[Date Prev][Date Next][Thread Prev][Thread Next][Date Index][Thread Index]

Re: [HTCondor-users] accurate way to query the number of jobs globally



On Fri, Feb 28, 2014 at 03:45:58PM +0100, Pek Daniel wrote:
> Thanks guys!
> 
> Steffen: if you have 10 million jobs, then condor_q have to process
> and stream out to the pipe 10M * 80 (columns per line) = 800MByte of
> data, and after wc -l have to read the whole thing just to get a
> single number in the end. It sounds a bit of overshooting. But it's
> possible that it's the best I can do....

That's where the -constraint enters the stage. (If you actually have
10 million slots in your pool, I'd like to see the central manager
machine...)
And specifying a username would reduce the number of lies further.
Speaking of stale information: the time it takes condor_q to run may
be long enough to give you inaccurate counts as well. TBH I'm not
aware of any *precise* tool, and I never needed one.

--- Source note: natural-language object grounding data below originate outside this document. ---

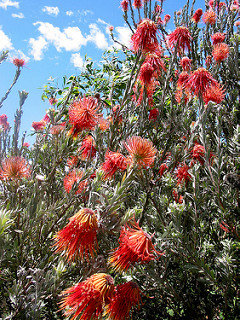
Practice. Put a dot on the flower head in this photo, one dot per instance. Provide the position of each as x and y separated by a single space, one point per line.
186 63
15 168
197 15
79 238
220 52
72 178
142 152
86 300
214 93
83 113
200 80
113 161
126 297
182 173
209 17
137 4
145 37
180 38
218 37
87 149
135 246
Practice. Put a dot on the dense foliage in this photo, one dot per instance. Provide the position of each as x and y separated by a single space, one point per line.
133 178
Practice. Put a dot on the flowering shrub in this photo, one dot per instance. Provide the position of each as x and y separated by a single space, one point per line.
127 204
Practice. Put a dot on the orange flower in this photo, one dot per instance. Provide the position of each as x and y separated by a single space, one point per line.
83 114
126 297
74 177
87 149
113 161
85 301
197 15
135 246
218 37
214 93
15 168
182 173
209 17
181 38
142 151
79 238
220 52
145 37
200 80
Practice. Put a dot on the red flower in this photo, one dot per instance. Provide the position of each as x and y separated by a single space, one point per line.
182 173
135 246
15 168
214 93
142 151
72 178
209 17
83 113
79 238
146 73
145 37
185 62
113 161
38 125
200 80
124 5
218 37
126 297
163 168
87 149
180 38
197 15
18 62
220 52
86 300
153 114
137 4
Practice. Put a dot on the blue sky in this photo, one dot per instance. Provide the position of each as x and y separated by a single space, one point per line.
53 36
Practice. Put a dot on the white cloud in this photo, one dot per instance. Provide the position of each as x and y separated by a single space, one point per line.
19 15
77 60
5 42
69 13
97 37
124 35
70 39
52 11
38 46
8 3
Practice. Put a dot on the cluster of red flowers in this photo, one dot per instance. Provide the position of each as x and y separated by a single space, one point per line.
79 238
135 246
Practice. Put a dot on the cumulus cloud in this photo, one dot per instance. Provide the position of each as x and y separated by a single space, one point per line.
124 35
69 13
8 3
38 46
52 11
97 37
19 15
5 42
77 60
70 39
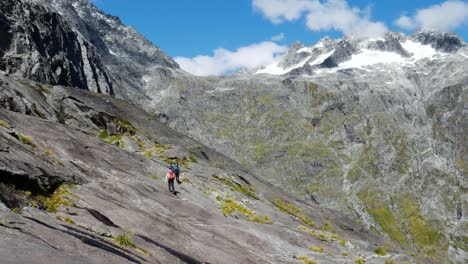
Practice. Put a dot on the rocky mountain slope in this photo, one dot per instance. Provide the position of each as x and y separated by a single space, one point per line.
385 143
81 182
373 127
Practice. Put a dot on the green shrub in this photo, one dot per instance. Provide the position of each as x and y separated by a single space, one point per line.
25 139
185 180
317 249
306 260
238 187
61 196
260 219
69 220
103 134
125 241
48 152
327 227
359 261
4 124
381 251
288 208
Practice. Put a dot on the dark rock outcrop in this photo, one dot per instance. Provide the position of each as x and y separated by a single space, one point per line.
220 214
40 45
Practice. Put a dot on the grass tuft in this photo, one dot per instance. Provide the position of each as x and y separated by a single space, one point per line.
4 124
124 240
260 219
288 208
359 261
48 152
306 260
381 251
61 196
238 187
317 249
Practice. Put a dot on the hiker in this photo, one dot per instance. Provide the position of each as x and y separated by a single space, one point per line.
170 176
176 169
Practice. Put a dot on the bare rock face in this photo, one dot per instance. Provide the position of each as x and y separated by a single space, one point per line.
41 46
75 189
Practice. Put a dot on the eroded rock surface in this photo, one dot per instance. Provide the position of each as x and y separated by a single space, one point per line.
76 187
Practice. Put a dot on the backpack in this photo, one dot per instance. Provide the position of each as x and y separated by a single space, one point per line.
171 175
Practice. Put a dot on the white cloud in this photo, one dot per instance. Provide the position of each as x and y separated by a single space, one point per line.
443 17
278 37
280 10
327 15
405 22
223 60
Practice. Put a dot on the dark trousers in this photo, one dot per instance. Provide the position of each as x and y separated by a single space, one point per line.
171 185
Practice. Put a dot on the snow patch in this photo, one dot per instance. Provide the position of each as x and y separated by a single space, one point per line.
147 78
418 50
321 58
275 69
370 57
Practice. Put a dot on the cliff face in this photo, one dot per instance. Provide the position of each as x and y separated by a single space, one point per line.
74 44
385 145
41 46
81 182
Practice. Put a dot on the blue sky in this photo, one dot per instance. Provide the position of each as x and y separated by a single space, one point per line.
191 29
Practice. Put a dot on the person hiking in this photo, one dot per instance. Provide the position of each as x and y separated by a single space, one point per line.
170 176
176 169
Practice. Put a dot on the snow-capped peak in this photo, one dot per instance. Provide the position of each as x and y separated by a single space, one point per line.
348 52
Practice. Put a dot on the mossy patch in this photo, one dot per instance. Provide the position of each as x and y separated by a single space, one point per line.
234 186
288 208
69 220
185 180
229 206
260 219
25 139
61 197
317 249
359 261
49 152
424 235
306 260
124 240
4 124
382 215
381 251
327 227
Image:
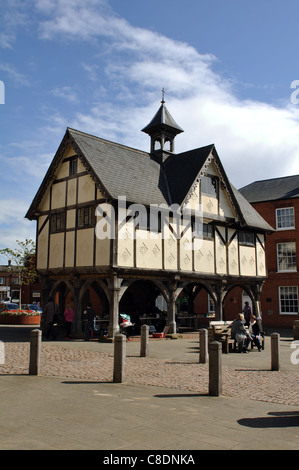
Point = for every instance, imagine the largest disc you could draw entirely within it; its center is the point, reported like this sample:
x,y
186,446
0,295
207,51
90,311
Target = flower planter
x,y
19,319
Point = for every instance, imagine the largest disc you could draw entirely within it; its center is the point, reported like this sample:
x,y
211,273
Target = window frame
x,y
245,242
214,182
57,222
294,269
294,300
86,217
287,227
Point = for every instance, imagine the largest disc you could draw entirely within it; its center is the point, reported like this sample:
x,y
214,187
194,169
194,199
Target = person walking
x,y
68,317
49,316
254,332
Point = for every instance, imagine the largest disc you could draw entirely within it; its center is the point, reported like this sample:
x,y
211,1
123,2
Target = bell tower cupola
x,y
162,130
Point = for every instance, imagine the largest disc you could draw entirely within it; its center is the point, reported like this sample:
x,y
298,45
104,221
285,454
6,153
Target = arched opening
x,y
142,301
157,144
234,301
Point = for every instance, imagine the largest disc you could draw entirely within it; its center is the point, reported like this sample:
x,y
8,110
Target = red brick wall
x,y
270,292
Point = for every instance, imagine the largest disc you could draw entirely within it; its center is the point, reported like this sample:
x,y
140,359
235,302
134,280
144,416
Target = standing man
x,y
90,316
247,313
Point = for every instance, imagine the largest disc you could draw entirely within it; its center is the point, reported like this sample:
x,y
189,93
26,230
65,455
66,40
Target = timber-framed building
x,y
90,185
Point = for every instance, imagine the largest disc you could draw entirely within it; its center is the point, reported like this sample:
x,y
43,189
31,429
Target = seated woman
x,y
240,334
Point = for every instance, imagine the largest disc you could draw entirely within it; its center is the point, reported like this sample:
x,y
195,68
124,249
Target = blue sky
x,y
99,66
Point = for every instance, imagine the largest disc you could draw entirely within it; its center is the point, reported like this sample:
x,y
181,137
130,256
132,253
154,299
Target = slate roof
x,y
123,171
271,190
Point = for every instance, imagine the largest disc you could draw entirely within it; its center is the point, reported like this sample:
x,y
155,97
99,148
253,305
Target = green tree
x,y
22,263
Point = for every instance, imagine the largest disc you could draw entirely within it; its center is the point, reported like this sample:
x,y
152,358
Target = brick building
x,y
277,201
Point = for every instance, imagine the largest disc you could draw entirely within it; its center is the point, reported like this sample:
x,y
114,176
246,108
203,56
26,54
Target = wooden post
x,y
144,340
275,351
203,346
119,371
215,369
35,352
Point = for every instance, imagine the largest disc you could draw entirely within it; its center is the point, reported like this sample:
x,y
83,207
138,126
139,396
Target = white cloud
x,y
255,140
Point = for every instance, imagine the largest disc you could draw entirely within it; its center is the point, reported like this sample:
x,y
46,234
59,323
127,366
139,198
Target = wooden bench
x,y
221,331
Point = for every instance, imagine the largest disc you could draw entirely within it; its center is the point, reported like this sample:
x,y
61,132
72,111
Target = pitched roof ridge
x,y
117,144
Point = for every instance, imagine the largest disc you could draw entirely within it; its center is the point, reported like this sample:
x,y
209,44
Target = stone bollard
x,y
35,352
275,351
203,346
296,329
215,369
119,370
144,340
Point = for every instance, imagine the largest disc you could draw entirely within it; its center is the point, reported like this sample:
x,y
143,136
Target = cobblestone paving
x,y
264,385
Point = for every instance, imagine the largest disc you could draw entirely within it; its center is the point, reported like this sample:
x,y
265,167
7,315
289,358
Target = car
x,y
33,307
9,306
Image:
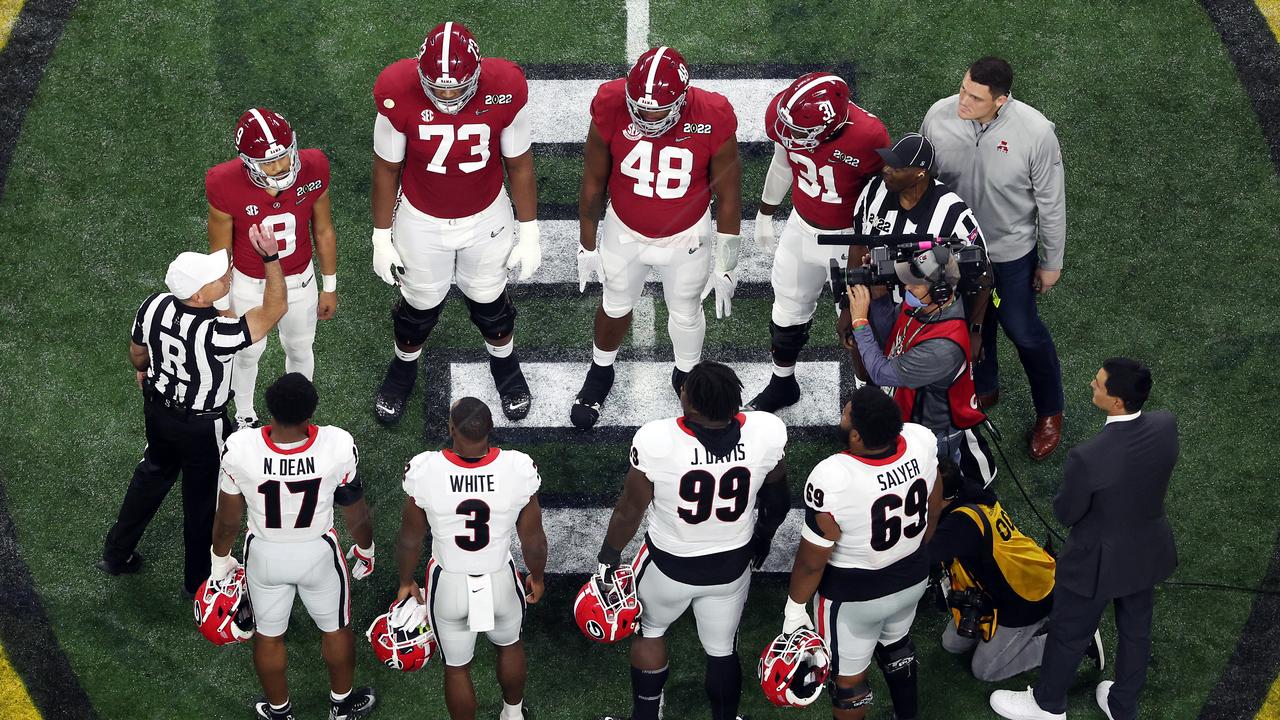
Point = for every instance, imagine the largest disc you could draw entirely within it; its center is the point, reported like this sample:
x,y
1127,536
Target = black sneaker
x,y
1093,651
677,379
129,566
777,395
263,711
595,388
511,386
393,395
359,703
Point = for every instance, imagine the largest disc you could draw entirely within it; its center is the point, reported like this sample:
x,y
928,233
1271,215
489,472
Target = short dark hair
x,y
1129,381
714,391
471,419
292,399
874,415
995,73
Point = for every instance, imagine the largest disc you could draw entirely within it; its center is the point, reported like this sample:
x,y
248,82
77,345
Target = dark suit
x,y
1112,497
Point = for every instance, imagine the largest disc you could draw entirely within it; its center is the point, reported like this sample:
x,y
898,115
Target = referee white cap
x,y
193,270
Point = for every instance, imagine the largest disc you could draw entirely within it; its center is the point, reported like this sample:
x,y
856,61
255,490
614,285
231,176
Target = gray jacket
x,y
1010,173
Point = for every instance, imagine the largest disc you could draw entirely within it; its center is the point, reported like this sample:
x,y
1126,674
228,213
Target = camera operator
x,y
1001,583
924,364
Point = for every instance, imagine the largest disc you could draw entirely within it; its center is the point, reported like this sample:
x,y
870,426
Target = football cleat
x,y
394,391
590,399
677,379
608,611
359,703
777,395
263,711
794,668
512,387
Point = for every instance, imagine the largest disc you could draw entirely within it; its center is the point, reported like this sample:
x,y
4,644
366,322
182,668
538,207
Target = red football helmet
x,y
223,611
657,82
449,60
812,110
407,646
609,611
263,137
794,668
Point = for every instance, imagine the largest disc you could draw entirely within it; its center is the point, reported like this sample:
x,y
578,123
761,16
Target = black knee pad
x,y
896,660
414,326
494,319
786,342
851,698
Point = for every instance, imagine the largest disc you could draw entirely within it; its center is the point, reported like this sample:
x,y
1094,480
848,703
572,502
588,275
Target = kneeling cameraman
x,y
1001,583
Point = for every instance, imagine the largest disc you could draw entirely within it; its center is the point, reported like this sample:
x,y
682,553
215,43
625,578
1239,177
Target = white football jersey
x,y
880,505
703,504
472,506
288,490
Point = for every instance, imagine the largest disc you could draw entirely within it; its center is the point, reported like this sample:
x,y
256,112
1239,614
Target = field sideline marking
x,y
638,28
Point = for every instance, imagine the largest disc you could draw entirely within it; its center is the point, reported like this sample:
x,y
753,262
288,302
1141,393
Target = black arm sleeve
x,y
348,493
773,504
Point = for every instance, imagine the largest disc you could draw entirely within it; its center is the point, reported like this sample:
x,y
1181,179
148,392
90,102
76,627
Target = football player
x,y
449,127
699,475
868,511
274,182
824,153
289,474
472,497
659,149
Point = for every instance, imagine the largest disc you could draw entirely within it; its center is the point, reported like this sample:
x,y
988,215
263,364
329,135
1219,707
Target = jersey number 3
x,y
887,525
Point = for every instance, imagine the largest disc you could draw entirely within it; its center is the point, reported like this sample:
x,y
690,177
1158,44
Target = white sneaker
x,y
1020,706
1104,695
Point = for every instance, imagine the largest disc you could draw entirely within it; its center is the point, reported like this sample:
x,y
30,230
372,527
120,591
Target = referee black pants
x,y
177,442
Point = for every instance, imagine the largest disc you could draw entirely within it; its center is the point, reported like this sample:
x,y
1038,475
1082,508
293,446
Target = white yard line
x,y
638,28
641,392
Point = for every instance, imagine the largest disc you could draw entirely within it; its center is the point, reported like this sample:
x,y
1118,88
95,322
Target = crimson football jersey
x,y
661,186
228,188
827,180
452,163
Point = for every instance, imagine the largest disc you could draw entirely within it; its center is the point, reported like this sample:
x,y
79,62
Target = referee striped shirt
x,y
938,213
190,351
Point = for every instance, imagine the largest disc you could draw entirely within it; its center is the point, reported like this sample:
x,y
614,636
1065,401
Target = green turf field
x,y
1173,215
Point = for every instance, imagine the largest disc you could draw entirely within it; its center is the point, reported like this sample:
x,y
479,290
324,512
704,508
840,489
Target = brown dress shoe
x,y
1046,436
988,399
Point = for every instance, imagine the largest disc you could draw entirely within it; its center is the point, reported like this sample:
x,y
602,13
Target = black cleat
x,y
263,711
595,388
359,703
677,379
393,395
512,388
777,395
129,566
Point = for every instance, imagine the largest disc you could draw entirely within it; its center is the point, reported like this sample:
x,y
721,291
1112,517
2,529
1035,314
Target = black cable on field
x,y
995,437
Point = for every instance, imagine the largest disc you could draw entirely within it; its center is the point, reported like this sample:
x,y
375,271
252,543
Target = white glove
x,y
588,263
795,616
387,261
407,614
726,251
220,566
528,251
723,285
361,561
764,237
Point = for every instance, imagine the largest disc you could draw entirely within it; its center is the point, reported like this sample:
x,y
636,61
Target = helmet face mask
x,y
657,83
448,67
263,139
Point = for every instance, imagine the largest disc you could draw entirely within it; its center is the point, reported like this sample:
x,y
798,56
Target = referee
x,y
182,350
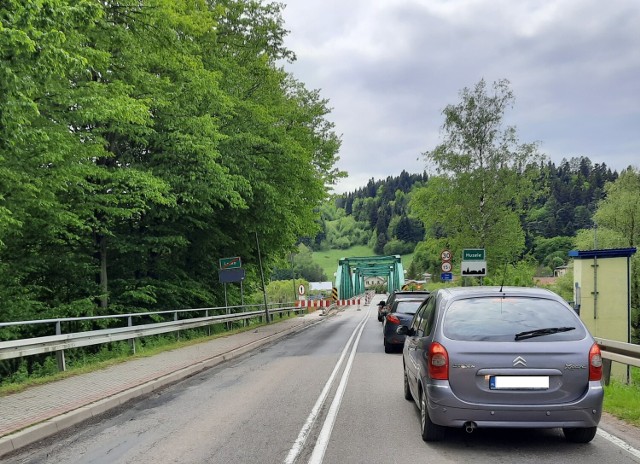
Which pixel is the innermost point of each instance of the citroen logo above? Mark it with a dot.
(520, 361)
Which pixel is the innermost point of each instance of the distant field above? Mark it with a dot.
(328, 260)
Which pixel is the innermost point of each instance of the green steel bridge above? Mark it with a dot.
(351, 274)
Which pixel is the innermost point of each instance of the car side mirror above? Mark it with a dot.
(403, 330)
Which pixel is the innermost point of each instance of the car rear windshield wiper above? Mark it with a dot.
(541, 332)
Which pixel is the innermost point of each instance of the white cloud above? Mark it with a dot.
(389, 67)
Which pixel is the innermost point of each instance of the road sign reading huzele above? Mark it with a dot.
(230, 263)
(473, 254)
(473, 268)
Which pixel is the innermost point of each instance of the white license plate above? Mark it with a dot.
(518, 382)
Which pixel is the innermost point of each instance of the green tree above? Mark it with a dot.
(484, 175)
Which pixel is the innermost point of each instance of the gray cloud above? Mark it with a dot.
(389, 67)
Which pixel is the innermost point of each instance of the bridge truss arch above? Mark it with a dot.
(351, 274)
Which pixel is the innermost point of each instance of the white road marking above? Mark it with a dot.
(618, 442)
(304, 432)
(325, 434)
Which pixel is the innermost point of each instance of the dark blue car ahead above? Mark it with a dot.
(401, 313)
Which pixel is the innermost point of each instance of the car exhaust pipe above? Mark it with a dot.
(470, 426)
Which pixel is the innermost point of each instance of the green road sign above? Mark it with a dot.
(230, 263)
(473, 254)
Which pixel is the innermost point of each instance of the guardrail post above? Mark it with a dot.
(62, 366)
(606, 371)
(132, 342)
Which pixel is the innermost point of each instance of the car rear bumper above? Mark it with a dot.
(447, 410)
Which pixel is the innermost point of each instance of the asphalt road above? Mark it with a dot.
(327, 394)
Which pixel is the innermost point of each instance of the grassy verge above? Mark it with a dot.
(622, 400)
(120, 352)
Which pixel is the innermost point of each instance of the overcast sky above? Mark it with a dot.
(389, 67)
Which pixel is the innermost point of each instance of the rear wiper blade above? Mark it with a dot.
(541, 332)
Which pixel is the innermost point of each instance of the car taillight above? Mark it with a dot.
(393, 319)
(595, 363)
(438, 362)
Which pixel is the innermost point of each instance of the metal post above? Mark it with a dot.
(132, 342)
(293, 278)
(226, 305)
(62, 366)
(264, 290)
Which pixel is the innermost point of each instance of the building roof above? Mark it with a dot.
(609, 253)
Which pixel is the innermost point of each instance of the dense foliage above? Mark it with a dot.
(140, 142)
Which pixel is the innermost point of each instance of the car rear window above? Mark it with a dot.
(407, 306)
(502, 318)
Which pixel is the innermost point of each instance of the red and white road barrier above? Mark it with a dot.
(313, 303)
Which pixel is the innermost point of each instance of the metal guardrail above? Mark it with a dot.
(613, 350)
(58, 343)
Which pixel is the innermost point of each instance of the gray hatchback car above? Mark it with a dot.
(502, 357)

> Tim: that's what you have on condor_status -schedd output is most of
> the time stale data. For example when I remove all my jobs from the
> cluster, it still shows wrong numbers for a while (minutes), didn't
> get updated instantly, even if condor_q -global already shows empty
> queue.

AFAICT condor_status -schedd won't tell you about users - it's no "one
size fits all" (even without that delay) - but it provides a nice
summary of available submit machines almost forgotten :)


- S